Wie findest Du heraus, dass die Bewerber die richtigen sind?
Ich kann mittlerweile gut zwischen den Zeilen lesen. Wir haben als Unternehmen recht viel Präsenz. Nach vielen Informationen und Details muss man nur googlen, mehr nicht. Wer sich Mühe macht und recherchiert, findet viel über uns heraus. Und bei manchen kann man zwischen den Zeilen lesen, dass sie sich sehr gut informiert haben, wissen, was sie wollen und ob das passt.
Woran erkennst Du in der Zusammenarbeit, ob es wirklich “passt”?
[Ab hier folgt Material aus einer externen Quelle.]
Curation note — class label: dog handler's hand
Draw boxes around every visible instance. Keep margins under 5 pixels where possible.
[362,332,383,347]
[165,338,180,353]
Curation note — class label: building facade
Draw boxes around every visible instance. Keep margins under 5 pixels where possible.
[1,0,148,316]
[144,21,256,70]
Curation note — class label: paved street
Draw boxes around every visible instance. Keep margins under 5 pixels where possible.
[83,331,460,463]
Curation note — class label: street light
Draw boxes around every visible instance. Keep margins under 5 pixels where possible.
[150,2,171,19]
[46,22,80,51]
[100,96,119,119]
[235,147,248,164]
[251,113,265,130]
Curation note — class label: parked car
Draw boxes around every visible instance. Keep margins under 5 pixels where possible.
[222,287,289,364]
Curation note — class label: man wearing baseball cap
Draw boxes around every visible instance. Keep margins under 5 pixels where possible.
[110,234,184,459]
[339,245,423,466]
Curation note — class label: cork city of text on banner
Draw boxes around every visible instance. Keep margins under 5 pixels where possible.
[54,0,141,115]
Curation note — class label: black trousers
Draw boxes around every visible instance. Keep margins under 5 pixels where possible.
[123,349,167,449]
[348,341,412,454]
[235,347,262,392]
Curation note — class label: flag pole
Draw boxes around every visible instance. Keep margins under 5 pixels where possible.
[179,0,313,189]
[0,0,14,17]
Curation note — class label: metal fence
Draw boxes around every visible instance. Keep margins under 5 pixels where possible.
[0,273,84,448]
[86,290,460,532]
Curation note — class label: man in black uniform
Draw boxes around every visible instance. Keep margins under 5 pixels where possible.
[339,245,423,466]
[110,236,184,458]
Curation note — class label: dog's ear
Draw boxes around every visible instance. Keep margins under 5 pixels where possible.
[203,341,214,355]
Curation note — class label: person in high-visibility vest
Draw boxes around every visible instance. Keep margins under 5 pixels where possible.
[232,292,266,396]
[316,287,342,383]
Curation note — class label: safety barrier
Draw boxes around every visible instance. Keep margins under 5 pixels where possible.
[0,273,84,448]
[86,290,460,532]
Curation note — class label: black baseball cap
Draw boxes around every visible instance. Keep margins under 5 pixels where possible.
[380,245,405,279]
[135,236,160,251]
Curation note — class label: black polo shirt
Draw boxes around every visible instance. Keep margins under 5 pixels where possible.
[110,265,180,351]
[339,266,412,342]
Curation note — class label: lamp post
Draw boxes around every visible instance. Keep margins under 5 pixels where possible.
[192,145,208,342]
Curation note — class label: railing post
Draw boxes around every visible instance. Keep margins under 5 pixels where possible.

Oft an den kleinen Details. Frage ich bei einer Keynote-Präsentation eine Kollegin oder einen Kollegen, ob er mir eine Datei raussuchen kann, ist das ein guter Test. Manche werden panisch, wissen nicht, wo sie suchen müssen. Andere hingegen bleiben ruhig und finden ganz schnell die richtigen Informationen. Das klingt nach einer Kleinigkeit, ist jedoch eine grundlegend andere Haltung als früher, als man gesagt hat, “das Unternehmen muss mir alles zur Verfügung stellen.”
Das Smartphone ist das derzeit beste Tool, das uns zur Verfügung steht.
Zu einem anderen Thema: Sind Dein Podcast "On the Way to New Work" und Dein YouTube-Channel Kanäle, mit denen Du Bewerbungen akquirierst?
Der Podcast und das Buchprojekt sind ein sehr leidenschaftliches Hobby von Michael Trautmann und mir. Der YouTube-Channel ist aus meiner Leidenschaft für das Filmen entstanden und beides hilft bei guten Bewerbungen, aber das war völlig ungeplant. Der Kanal ist eine gute Möglichkeit zu zeigen, wie man arbeitet und was man erreichen möchte. Das bringt Aufmerksamkeit und triggert die richtigen Kandidaten.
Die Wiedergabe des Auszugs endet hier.